I recently recorded a band without a click, they were pretty tight. The drummer didn’t hit his snare with a consistent volume. Especially during blast beats (it’s a metal band) the volume of the snare drops. Now I’d like to cut up all snare hits so I can select them all and normalize them seperately so the hits appear consistent.
I could do it all by hand, but I figured using hitpoints might be useful. I created hitpoints and hit create slices. The snare track is cut up in seperate snare hits now, but the position of these hits are moved left or right from their original position. The snare hits now don’t correspond to the rest of the tracks.
Am I doing something wrong here? Or should I approach this in another way?
Another option may be to use DetectSilence to split all of the snares into separate events (it’s like a noise gate, which is usually a good choice for a snare channel). And then when you have each bash as a separate part you can step through the events using maybe LocateNextEvent and replace the dodgy ones using Paste.
Well, not exactly… as long as you don’t actually move the snare hits (just cut each one into an event or part - btw, I recommend Detect Silence for this), there shouldn’t be any flams - even if you individually boost (or cut) the levels of some of the now individually sliced hits. In the OP example, I’d still recommend starting with Detect Silence (unless you really want to maintain the bleed on the whole snare mic track - in which case you can try keeping a long-ish tail on each snare hit, which helps maintain snare mic bleed “ambiance”).
(Note that in this video, they check the Add to Regions option and also save the hits to a separate folder location - that part isn’t necessary. To just Detect snare hits and thus create nicely sliced snare events, I just use Detect Silence without the Add to Regions option - your choice though.)
However, if you plan to replace some of those hits with copies of other hits (and start moving them around), you’ll likely start hearing flams/phasiness from other mics. Hence, it’d be a good idea to use group edit on the whole kit for those hits you actually copy/paste/move &/or replace.
P.S. I wish there were Presets for Detect Silence! It would make this much easier (imagine creating a “Snare” or “Kick” preset - we’d all benefit from that, and I’d bet a senior Steinberg programmer could add that functionality very quickly.)
A.J., thanks for that thoughtful answer. I can’t wait to try this out. It had never occured to me to use the ‘detect silence’ feature to improve a snare hit.
Oh. When I talk about ‘flams’, I refer to a multi mic setup where the OHs here in part what the snare mic is hearing. If I move the snare by itself, then the combined sound at mixdown presents problems. But you have convinced me to run detect silence first on the snare and kick, and then do the group edit. I am thinking this will solve a few problems. So again, thank you very much!!

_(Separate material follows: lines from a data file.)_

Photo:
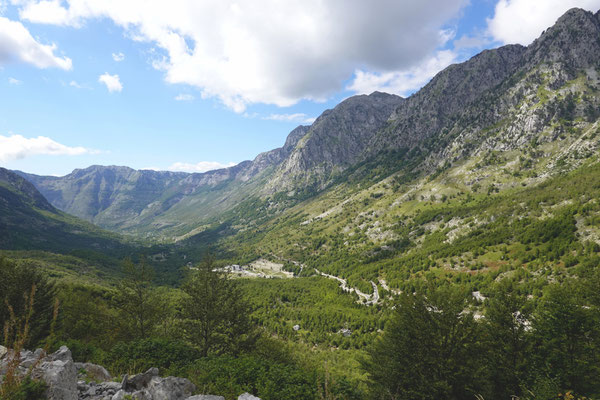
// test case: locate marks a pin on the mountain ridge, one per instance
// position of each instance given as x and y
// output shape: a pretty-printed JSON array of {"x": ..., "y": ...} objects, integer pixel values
[{"x": 532, "y": 99}]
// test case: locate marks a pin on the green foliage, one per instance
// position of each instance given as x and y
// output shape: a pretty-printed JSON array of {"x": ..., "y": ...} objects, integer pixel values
[
  {"x": 15, "y": 285},
  {"x": 429, "y": 350},
  {"x": 137, "y": 300},
  {"x": 230, "y": 376},
  {"x": 170, "y": 356},
  {"x": 28, "y": 389},
  {"x": 216, "y": 317}
]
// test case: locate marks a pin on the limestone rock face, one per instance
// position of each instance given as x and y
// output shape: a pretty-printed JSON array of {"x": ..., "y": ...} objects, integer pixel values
[
  {"x": 94, "y": 372},
  {"x": 57, "y": 370}
]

Y’know, I’d really like to see DetectSilence integrated into the project window. Wouldn’t it be nice if you could have the window up, but it actually adjusted the project window, or say the selected events, instead displaying the audio in the same popup window?

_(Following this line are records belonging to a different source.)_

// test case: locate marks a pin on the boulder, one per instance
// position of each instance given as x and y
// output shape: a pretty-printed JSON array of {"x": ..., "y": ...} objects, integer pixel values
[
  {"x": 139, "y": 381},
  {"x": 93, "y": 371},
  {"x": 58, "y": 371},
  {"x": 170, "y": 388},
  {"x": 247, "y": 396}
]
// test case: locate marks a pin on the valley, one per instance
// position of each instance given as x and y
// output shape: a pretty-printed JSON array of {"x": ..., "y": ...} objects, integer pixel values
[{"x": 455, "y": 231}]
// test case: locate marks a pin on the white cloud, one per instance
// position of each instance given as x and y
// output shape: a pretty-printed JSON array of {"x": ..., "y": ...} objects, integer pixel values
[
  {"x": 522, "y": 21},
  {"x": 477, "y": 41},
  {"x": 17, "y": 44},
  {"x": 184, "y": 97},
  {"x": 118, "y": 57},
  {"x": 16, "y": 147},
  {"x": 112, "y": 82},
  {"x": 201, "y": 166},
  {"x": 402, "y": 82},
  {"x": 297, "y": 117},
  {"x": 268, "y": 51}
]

You’re very welcome… but I’d suggest doing any Group Edit work first (put all the drum tracks in ONE Group Folder, click the Group Edit icon, do your edits).
Then, only when you’re satisfied with your group drum edits, do Detect Silence on the snare and/or kick.

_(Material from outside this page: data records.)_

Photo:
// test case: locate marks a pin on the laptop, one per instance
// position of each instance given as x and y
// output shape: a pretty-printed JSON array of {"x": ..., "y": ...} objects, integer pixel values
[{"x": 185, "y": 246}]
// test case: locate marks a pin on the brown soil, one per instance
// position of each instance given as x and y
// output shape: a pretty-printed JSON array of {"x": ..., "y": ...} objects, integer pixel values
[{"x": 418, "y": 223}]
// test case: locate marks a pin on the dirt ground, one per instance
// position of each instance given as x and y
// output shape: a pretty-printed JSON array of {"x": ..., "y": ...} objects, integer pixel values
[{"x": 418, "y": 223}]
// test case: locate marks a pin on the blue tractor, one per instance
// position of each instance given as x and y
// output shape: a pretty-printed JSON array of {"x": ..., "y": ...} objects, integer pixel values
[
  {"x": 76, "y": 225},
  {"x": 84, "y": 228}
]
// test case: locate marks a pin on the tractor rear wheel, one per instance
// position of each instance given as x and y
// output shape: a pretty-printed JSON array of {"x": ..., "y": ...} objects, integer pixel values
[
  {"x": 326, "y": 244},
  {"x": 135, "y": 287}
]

If you do it in the opposite order, Group Edit can get confused - that is, Group Edit wants all the tracks in a Group Folder to be the same length (and using Detect Silence to auto-snip all the snares or kicks into separate events will definitely not keep your drum track lengths uniform).
Roos, I just realized you’re not the original poster of this topic - so there may be no need to perform a Detect Silence on your snare (or kick). The OP wanted to individually tweak the levels of each snare hit, and Detect Silence is great to help with that (in that it can create individual events for each hit).
To just tighten timing, I’d create the Group Folder for your various drum tracks (kick, snare, OH, hat), calculate hitpoints for the kick and snare tracks (and possibly the hat) using the Sample Editor, and then use the Quantize panel to tighten things up. Be sure to set the proper slice rules on the Quantize panel - I usually start with 5 stars for kick, 4 stars for snare, and 3 stars for hat (and a range of 40ms or so, with offset at 0ms).
Detect Silence is a great feature, but it’s not necessary for tightening timing. When I use it, it’s usually to isolate sounds. Kind of like a more permanent (and visual) version of a read-ahead gate. It also lets you, as the OP’s question implied, alter individual hits (volume, etc) in a way they couldn’t easily be altered otherwise.